How to make (almost) anything

by Thrasyvoulos Karydis

Bio-Inspirations

Potential Project 1: GPCR electronics

G protein-coupled receptors (GPCRs), also known as seven-transmembrane domain receptors, constitute a large protein family of receptors that sense molecules outside the cell and activate inside signal transduction pathways and, ultimately, cellular responses.

My project would be to design a large scale sensing apparatus that will be based on the function of GPCR's.

This device will be an immitation of a human cell expressing a kind of GPCR's in its membrane. The nucleus of the cell will act as a server and each G-protein as a client, as far as communication is concerned. The receptor proteins will take input from the invironment, do local calculations and then broadcast the data through the G-Protein.

Potential Project 2: Redefining neural networks

It is all about making... neuron cells! The goal is to create an ensemble of discrete devices morphologically like neuron cells, that when connected will act as a whole. Every single device will have three main parts: the dentrites (post synaptic terminals), the soma (processor) and the axon (pre synaptic terminal). The information from one device to another will be propagated by touch, through electric means. Each neuron will acquire the information from his neighbours and propagate it to other neurons through it's axon. Every given conformation of the ensemble will create a different organization of a "neural network" that can be trained to perform computational tasks.
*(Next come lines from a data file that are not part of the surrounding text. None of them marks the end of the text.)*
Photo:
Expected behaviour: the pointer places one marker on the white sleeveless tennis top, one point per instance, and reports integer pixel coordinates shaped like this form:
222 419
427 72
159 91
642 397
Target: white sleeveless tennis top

The neurons will be organized like the ones in the human visual system. There will be a first layer of primitive sensors, like our rhodopsins in the retina. Next, 2 or 3 layers will form simple recognition systems for lines, shapes and colors. Finally, all the outputs of the intermediate networks will be fed to the central processor which will perform the final recognition/computation.
Unlike artificial neural networks, this network will have the neuromorphology of the human brain. The biggest difference is that in every node of the network, if you sample the output you will obtain meaningful information about the input, for example the color or the shape of it. In contrary, node outputs in the hidden layers of artificial neural networks reveal no information about the input.

Potential Project 3: Low-cost differential MHz spectroscopy

Dielectric spectroscopy (sometimes called impedance spectroscopy), and also known as electrochemical impedance spectroscopy (EIS), measures the dielectric properties of a medium as a function of frequency. It is based on the interaction of an external field with the electric dipole moment of the sample, often expressed by permittivity/impedance.

Currently, spectroscopy in the regime of GHz is performed using network analyzers which cost thousands of dollars. I will try to implement a device that will cost a few hundrends of dollars, implementing a very fast sample and hold circuit pairing an ADC converter.